Need Help with Correlation


I am trying to figure out the best way to calculate correlation with data I have for my business. Here is an example of what I the fields:

Sale Amt - numeric
Sold - yes or no
State - lists 1 of 50 states
Industry - lists the industry of the buyer
Lead Source - lists where the lead came from

I want to determine what type of correlation there is between the "state", "industry", and "lead source" to selling a deal. Is there higher probability of selling in a particular state or industry? I also want to see if the sale amount goes up or down in certain states, industries, or lead sources.
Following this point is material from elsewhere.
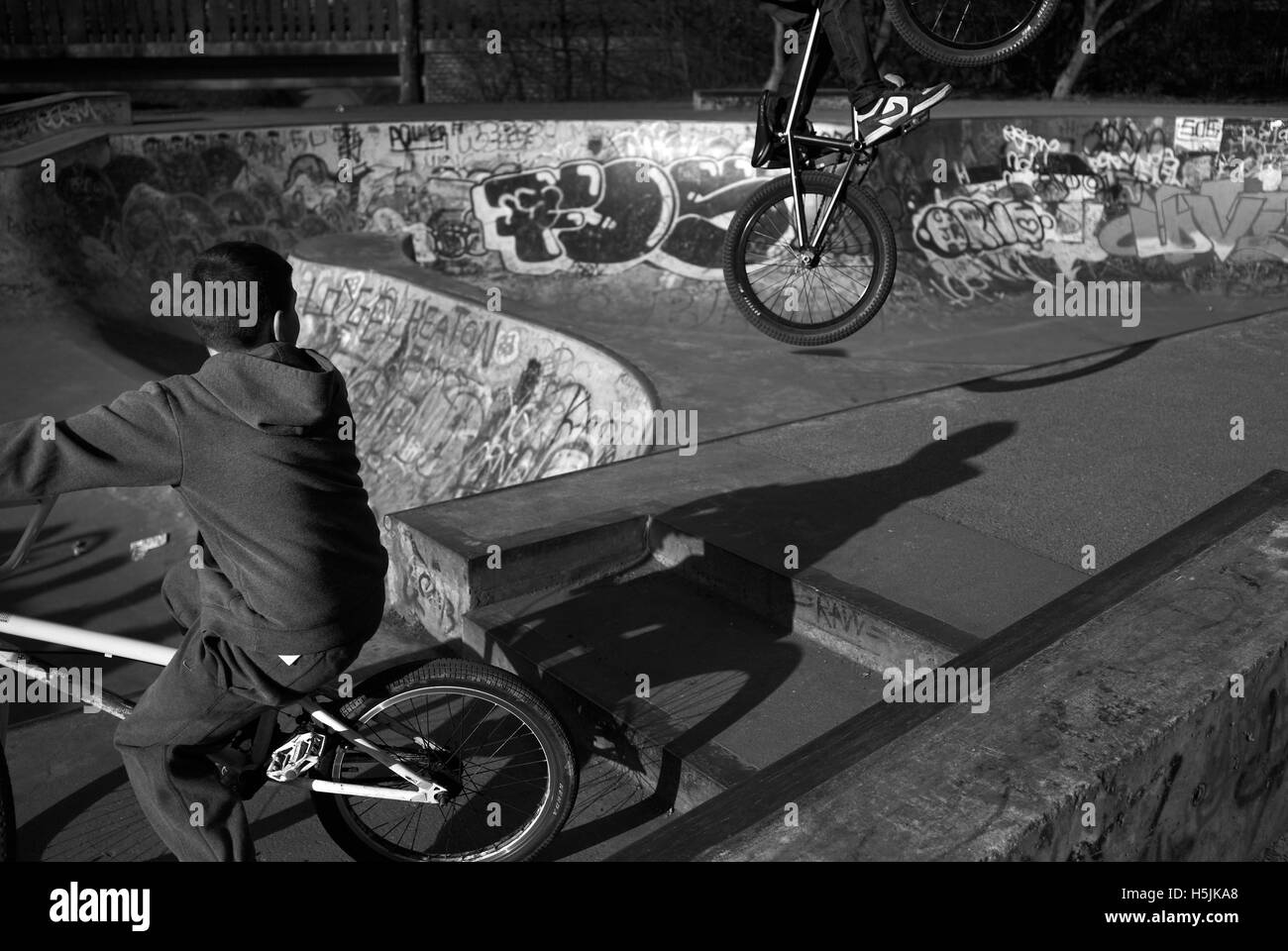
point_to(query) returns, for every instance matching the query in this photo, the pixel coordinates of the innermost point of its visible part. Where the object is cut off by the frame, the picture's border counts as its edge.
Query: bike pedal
(295, 757)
Any suggestions on best approach?

What I have done so far is assign a 1 or 2 to the "Sold" field where sold is a 1 and not sold is a 0. I then took the fields like state and industry and created columns for each possibility with a 1 or 0 in the column to indicate if that answer was a yes or no. For example, I created 50 columns for each state with a 1 or 0 in each to signify what state it came from. I then used the correlation tool in excel and grabbed all those fields to compare to whether it was sold or not. It didn't show much correlation so I am not sure if that is the best approach.

Any help would be appreciated. Thanks.


Less is more. Stay pure. Stay poor.
What is you sample size?

You should probably forget about the simple correlations and move toward multiple regression so that you can control for multiple variables at once. Let us know what you think after examining the approach.